Users with aliases associated with a public key generated from the retired signing message system (pre-June 2021) can now use to transfer their alias to a new account. The migration to the new system introduced human readable signatures for key generation and improved security updates.

zkSync 2.0 Introduces Bootloader Contract

zKSync introduced Bootloader, an account abstraction contract used for executing bundles of transactions. The bootloader reads transactions sequentially, sets meta parameters, and requests permission from the originating account to execute the transaction on its behalf. The mechanism is known as account abstraction.

Account abstraction is supported natively on zkSync 2.0. It allows users to pay transaction fees in ERC-20 tokens. User transactions are sent to a separate mempool where relayers bundle them into a single transaction that is included in a block. Developers use the bootloader contract when implementing account abstraction features.

LayerZero Labs Buys Out Equity From FTX

Cross-chain messaging protocol LayerZero Labs has bought back 100% of its equity stake from FTX and Alameda Research. FTX Ventures had co-led a $135 million investment round in LayerZero Labs back in March. The deal also included STG token warrants, which will now be transferred back to the Stargate Foundation.

In a memo to investors, LayerZero CEO Bryan Pellegrino revealed that the project has $107 million in direct cash balance and $27 million in on-chain funds for a total of $134 million worth of assets.
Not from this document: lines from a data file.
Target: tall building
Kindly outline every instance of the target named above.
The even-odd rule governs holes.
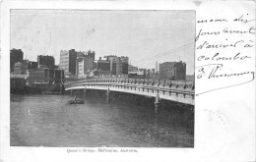
[[[78,54],[77,56],[77,76],[84,77],[86,72],[92,71],[94,69],[95,63],[95,52],[88,51],[86,54]]]
[[[12,50],[10,50],[10,70],[11,70],[11,72],[14,71],[15,63],[23,62],[23,55],[24,55],[24,53],[21,49],[13,48]]]
[[[123,75],[128,75],[129,58],[127,56],[121,56],[119,58],[120,64],[122,65],[122,70],[119,72]]]
[[[65,75],[76,75],[77,52],[75,49],[60,51],[59,68],[64,70]]]
[[[30,61],[28,64],[28,69],[36,70],[38,68],[37,62]]]
[[[127,75],[129,58],[125,56],[117,57],[115,55],[105,56],[110,62],[110,71],[112,75]]]
[[[16,75],[26,75],[28,70],[29,60],[23,60],[14,64],[14,72]]]
[[[47,82],[50,84],[61,83],[64,81],[64,71],[59,69],[29,70],[28,82]]]
[[[37,66],[38,68],[49,68],[53,69],[55,65],[55,59],[53,56],[37,56]]]
[[[159,74],[160,80],[186,80],[186,63],[179,62],[164,62],[159,66]]]
[[[101,57],[99,57],[96,63],[96,70],[110,72],[110,61],[101,60]]]

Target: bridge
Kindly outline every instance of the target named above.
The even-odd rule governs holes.
[[[65,90],[71,90],[71,93],[74,89],[84,89],[84,92],[86,89],[105,90],[107,103],[109,103],[111,91],[155,97],[156,107],[159,106],[160,99],[194,105],[195,96],[194,81],[170,80],[94,78],[69,81],[64,84],[64,87]]]

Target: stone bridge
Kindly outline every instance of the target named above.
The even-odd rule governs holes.
[[[194,105],[195,85],[193,81],[160,81],[131,78],[94,78],[64,84],[65,90],[100,89],[106,90],[107,103],[110,91],[132,93],[156,98],[156,106],[160,99]]]

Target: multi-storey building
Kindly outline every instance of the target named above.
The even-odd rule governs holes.
[[[186,63],[179,62],[164,62],[160,64],[160,80],[186,80]]]
[[[87,72],[94,69],[95,63],[95,52],[88,51],[86,54],[82,52],[81,55],[77,57],[77,76],[79,78],[84,77]]]
[[[21,49],[13,48],[12,50],[10,50],[10,70],[11,70],[11,72],[14,71],[15,63],[23,62],[23,55],[24,55],[24,53]]]
[[[110,71],[112,75],[127,75],[129,58],[125,56],[117,57],[115,55],[105,56],[110,62]]]
[[[99,60],[97,60],[96,63],[96,70],[110,72],[110,61],[101,60],[101,57],[99,57]]]
[[[29,61],[28,69],[30,70],[36,70],[38,68],[37,62]]]
[[[55,65],[55,59],[53,56],[37,56],[37,66],[38,68],[49,68],[53,69]]]
[[[28,71],[28,82],[61,83],[64,81],[64,71],[59,69],[37,69]]]
[[[81,75],[85,71],[94,68],[95,56],[95,51],[78,52],[75,49],[69,51],[61,50],[59,68],[64,70],[65,76]],[[82,68],[82,66],[84,67],[83,70],[78,68]],[[79,70],[80,72],[78,72]]]
[[[29,60],[23,60],[14,64],[14,72],[16,75],[26,75],[28,70]]]

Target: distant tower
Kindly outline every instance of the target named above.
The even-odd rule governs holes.
[[[159,63],[158,62],[156,62],[156,73],[158,73],[159,71],[158,71],[158,69],[159,69]]]

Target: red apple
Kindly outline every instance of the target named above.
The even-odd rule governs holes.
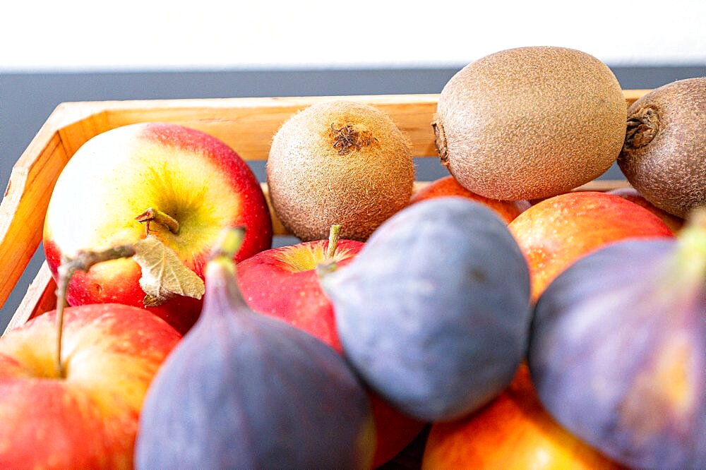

According to Pellegrino, the capital provides no less than 7 years of runway. FTX has since filed for Chapter 11 bankruptcy.

MIM Stablecoin Breaks Dollar Peg

USD-pegged stablecoin Magic Internet Money (MIM) broke its peg amid the collapse of FTT, the native token of FTX. More than 30% of MIM is backed by FTT collateral. Abracadabra Money, the protocol behind MIM, also holds $8.5 million in bad debt caused by exposure to Terra Luna. Bad debt accounts for roughly 6% of the protocol’s assets.

Exposure to FTT bears the risk of additional bad debt in the event that liquidations don’t execute fast enough to cover the protocol’s liabilities. Bad debt exposes users to the risk of loss as there is not enough collateral to process withdrawals in full. Some users have hedged against the MIM depeg on hedging protocol Y2K Finance.